I've snowboarded since I was about 16, so 6 years now, but I never really got out more than 3 times a year until last year when I got my own car and a season pass. I went 20+ times and constantly hit our downhill mtb trails during weekdays. Riding is no issue for me, I can carve fairly well Reg and Switch and ride most trails both ways. But I am 100x more comfortable riding Reg. 

But when it comes down to tricks I can't really do anything normal. I actually just learned tonight on a small pipe that I can hold a nollie front board easily, but every time I do a regular front board I slip out immediately and fall on my face haha. It seems like any trick I do regularly I put way too much weight behind me, but nollie I'll even out my weight much better. I'm working on it but I just find it really strange.

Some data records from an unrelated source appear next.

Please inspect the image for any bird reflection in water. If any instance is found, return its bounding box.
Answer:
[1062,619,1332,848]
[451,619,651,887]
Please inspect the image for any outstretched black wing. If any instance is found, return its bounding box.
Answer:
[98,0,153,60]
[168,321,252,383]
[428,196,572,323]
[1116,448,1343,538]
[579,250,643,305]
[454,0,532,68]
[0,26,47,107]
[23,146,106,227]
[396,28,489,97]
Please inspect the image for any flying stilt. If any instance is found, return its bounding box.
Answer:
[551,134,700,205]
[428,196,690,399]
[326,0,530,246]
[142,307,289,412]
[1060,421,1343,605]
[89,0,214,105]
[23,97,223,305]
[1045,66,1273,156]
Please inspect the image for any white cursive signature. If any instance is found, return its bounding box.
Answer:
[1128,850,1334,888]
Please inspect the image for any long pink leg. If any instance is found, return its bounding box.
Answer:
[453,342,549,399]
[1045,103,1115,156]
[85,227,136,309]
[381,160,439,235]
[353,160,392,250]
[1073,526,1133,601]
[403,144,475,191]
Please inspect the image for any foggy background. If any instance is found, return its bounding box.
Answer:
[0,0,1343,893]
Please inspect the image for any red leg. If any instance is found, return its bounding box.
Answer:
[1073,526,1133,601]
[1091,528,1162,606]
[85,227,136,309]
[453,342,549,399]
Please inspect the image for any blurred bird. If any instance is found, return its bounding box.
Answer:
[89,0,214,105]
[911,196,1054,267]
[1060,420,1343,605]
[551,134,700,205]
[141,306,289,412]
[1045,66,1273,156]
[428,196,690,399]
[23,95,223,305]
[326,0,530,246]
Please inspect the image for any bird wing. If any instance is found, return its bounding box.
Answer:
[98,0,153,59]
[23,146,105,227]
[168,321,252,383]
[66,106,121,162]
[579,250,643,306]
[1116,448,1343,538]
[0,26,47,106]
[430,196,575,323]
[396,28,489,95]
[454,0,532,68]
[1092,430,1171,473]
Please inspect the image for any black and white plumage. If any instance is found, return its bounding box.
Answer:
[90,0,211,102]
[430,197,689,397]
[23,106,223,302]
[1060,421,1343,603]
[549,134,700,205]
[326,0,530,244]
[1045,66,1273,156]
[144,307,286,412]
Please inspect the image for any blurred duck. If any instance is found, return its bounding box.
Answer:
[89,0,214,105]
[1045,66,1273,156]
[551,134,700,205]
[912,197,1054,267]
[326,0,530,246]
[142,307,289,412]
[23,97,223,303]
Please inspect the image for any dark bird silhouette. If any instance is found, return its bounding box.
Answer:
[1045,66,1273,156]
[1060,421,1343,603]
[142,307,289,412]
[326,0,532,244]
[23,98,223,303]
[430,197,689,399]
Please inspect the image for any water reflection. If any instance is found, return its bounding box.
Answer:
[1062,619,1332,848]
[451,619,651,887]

Another issue I'm having now is while doing flat 360's, I'm used to putting more weight towards the front of me to get that extra pivot at the end on a skateboard, but obviously on snowboard you just cut in and fall. So I guess my overall problem is just my weight balance is really messed up and I'll just have to work on it for a while. Does anyone have any tricks to do so? Like I said when I'm just riding I feel perfect and have no issues doing harder trails/sections in both stances. It's just when it comes to rails/jumps I'm not distributing my weight properly and I can't figure out why.

This is my set up, I'm fairly duckfooted off my board so I'm riding I +18 -6 (or 9 maybe).


----------



## speedjason (May 2, 2013)

Yea it's a bit different snowboarding and skating. Snowboarding you use edges and skate boarding, you use the trucks.
Front to back balance is a lot more sensitive when snowboarding.
Ollie is a bit different too because you sort of kick up the skateboard on the tail but snowboard you are actually bending the tail of the board to get the pop.
Hey I've seen people pushing snowboards mongo and it's whack not only on skateboard.


----------